Much as I hate to give credit to the Trump Administration for anything, I will (grudgingly) admit that its prolonged insult to the rule of law and simple competence made it impossible for the majority of Americans to continue ignoring the structural failures that facilitated its numerous offenses. Among those structural failures is the U.S. Senate.

As a report from the Guardian recently explained:

Critics of the US Senate say that for years now, the chamber has not been a field of fair democratic play, paralyzed by its own internal rules and insulated from the popular will by a 230-year-old formula for unequal representation.

Instead, its critics say, the Senate has become a firewall for a shrinking minority of mostly white, conservative voters across the country to block policies they don’t agree with and safeguard the voter suppression tactics that shore up Republican power.

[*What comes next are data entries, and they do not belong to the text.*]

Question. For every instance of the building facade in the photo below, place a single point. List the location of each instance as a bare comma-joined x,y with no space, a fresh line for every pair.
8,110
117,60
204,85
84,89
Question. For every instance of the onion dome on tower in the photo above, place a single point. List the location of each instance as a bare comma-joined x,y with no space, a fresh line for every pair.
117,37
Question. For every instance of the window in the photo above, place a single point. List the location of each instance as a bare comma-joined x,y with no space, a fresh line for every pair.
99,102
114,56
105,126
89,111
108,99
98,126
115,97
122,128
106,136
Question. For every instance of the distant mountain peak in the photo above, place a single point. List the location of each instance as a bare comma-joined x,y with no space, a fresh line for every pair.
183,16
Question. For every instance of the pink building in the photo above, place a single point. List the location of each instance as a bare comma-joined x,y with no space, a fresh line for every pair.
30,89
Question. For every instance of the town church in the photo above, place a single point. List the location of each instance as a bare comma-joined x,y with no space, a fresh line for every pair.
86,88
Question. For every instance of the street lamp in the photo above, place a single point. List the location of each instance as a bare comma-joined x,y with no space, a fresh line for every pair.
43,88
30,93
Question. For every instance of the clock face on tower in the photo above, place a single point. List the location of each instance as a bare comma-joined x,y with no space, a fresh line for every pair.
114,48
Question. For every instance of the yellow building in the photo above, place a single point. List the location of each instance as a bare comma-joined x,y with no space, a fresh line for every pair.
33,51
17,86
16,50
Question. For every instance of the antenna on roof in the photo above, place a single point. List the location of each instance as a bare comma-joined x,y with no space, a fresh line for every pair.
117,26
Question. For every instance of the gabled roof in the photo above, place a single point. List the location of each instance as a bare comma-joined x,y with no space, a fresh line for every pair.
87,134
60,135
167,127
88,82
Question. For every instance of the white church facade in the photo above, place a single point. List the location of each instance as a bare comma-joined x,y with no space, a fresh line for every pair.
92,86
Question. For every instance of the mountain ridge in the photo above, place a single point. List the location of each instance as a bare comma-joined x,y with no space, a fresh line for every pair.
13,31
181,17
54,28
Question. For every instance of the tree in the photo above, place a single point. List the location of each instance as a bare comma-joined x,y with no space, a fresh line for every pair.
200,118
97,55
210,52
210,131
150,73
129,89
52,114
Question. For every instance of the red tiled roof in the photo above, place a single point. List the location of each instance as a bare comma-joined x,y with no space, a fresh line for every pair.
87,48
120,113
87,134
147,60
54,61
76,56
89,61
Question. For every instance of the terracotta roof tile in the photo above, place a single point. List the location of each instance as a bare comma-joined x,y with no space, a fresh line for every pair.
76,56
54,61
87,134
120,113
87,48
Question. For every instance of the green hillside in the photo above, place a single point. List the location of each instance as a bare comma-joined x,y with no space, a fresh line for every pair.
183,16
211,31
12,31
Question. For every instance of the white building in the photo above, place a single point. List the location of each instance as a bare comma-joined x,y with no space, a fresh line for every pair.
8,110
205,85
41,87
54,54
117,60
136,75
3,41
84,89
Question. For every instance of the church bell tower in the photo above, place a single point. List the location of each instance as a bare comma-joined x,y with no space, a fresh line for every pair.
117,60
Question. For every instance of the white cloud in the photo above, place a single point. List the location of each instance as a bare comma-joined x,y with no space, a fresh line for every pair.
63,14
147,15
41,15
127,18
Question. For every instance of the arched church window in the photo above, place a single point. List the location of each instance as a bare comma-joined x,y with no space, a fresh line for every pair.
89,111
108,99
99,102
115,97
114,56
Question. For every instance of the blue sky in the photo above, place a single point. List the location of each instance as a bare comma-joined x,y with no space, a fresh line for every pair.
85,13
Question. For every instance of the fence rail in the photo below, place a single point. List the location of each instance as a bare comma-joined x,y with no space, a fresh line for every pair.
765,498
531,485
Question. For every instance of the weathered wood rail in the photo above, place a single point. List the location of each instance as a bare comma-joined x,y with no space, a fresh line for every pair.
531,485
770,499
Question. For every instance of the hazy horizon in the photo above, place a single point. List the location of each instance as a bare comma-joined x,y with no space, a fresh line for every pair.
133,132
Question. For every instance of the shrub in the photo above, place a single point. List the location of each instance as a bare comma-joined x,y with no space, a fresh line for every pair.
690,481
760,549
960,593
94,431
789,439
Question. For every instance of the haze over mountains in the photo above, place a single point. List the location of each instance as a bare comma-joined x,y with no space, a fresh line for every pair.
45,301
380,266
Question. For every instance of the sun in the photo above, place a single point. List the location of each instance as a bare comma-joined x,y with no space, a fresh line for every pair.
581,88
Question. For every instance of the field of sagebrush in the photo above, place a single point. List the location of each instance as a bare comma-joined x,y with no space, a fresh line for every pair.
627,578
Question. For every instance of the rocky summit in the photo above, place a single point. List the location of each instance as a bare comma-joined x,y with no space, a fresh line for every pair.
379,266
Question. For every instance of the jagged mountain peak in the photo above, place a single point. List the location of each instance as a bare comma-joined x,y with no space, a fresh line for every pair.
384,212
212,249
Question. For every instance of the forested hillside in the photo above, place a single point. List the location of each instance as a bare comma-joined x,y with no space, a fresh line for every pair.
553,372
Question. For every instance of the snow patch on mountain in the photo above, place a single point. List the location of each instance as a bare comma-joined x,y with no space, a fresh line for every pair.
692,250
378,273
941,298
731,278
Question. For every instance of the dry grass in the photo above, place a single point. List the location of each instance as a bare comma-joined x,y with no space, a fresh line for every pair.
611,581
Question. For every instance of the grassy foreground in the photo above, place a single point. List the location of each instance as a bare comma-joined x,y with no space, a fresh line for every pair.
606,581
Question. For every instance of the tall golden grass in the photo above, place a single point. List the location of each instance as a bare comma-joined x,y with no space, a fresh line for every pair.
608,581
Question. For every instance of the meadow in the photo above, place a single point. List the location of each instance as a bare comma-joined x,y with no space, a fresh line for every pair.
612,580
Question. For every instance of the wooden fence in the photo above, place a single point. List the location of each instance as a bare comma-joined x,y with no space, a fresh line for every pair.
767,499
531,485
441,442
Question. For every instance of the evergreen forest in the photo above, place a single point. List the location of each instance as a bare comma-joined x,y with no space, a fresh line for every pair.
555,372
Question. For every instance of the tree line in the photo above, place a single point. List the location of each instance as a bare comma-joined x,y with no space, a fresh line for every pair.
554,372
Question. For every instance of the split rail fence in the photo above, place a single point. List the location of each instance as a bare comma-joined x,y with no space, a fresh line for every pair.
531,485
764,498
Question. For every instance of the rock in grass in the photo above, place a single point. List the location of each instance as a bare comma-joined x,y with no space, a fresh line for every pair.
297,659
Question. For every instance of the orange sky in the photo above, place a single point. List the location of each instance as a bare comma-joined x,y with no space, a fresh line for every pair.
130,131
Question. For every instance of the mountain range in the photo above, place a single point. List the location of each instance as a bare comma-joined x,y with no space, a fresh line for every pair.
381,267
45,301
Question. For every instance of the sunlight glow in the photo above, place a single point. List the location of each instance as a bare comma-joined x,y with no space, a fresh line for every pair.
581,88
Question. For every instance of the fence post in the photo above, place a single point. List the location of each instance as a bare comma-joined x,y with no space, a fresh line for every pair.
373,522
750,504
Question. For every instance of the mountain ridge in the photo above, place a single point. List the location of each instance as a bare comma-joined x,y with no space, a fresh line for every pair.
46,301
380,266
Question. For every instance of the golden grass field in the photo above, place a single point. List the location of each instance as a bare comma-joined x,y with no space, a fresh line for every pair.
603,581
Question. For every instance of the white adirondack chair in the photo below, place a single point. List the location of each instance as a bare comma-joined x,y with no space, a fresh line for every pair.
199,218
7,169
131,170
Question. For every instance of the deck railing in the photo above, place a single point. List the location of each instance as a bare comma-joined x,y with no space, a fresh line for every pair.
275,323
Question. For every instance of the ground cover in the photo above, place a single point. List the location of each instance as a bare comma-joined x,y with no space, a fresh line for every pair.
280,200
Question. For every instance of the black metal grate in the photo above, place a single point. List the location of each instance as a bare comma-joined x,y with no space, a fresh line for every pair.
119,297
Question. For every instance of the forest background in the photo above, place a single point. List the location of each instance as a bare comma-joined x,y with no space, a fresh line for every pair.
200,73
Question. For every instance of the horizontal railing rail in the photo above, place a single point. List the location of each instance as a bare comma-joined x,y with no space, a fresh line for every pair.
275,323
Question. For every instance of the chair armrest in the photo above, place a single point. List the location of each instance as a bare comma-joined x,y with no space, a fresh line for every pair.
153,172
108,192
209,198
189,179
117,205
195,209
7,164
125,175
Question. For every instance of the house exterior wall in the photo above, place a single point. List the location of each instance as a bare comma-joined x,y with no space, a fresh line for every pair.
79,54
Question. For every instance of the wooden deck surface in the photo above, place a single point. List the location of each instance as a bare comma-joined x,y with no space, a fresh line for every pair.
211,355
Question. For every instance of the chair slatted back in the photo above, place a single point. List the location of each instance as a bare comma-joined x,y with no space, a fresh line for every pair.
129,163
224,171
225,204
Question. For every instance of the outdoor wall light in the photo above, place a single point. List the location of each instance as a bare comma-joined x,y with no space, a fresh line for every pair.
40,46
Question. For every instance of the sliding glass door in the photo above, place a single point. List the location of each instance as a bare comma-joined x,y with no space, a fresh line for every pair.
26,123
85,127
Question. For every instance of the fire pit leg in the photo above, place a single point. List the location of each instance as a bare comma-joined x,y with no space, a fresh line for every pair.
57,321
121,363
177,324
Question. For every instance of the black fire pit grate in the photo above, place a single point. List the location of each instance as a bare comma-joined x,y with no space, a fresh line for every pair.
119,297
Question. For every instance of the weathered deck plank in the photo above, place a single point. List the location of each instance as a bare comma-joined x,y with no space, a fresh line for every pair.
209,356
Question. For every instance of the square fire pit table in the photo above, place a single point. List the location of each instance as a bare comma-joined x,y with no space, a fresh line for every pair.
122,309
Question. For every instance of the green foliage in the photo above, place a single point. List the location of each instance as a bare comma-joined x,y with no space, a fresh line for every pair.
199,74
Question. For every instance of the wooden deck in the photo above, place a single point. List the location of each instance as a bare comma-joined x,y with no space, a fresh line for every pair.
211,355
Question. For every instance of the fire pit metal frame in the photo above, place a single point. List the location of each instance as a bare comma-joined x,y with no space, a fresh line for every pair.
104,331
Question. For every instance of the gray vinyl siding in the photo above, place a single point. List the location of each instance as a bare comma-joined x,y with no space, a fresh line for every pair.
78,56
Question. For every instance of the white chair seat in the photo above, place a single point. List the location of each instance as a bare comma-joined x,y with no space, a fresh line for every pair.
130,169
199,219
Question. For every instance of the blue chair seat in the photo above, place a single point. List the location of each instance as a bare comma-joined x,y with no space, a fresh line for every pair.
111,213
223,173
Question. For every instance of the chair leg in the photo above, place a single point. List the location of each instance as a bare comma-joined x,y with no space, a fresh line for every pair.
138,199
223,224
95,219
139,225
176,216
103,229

The numbers are staggering.  Democratic senators represent approximately 40 million more voters than Republican senators–a disproportion hardly reflected in the Senate’s 50-50 split, a split that depends upon Kamala Harris to wield a tie-breaking vote.

By 2040, 70% of Americans are expected to live in the 15 largest states, and to be represented by only 30 senators, while 30% of Americans will have 70 senators voting on their behalf, according to analysis by David Birdsell of Baruch College’s School Of Public And International Affairs. The Senate has counted only 11 African American members in its history, out of almost 2,000 total.

The article provides several graphs that show the growth of disproportion, and they are visually stunning.

More than two centuries ago, to incentivize small states to join the union, the framers of the US constitution gave every state two senators, an arrangement that has always left some citizens vastly overrepresented in the body. But not until recent decades did a clear partisan split emerge in which Democrats were far more likely to represent bigger states, while Republicans represented many small states.

The trend has created an immense discrepancy in the influence that voters from less populous, mostly rural – and white, and Republican – states wield in the Senate, compared with voters from states with big cities and more voters of color.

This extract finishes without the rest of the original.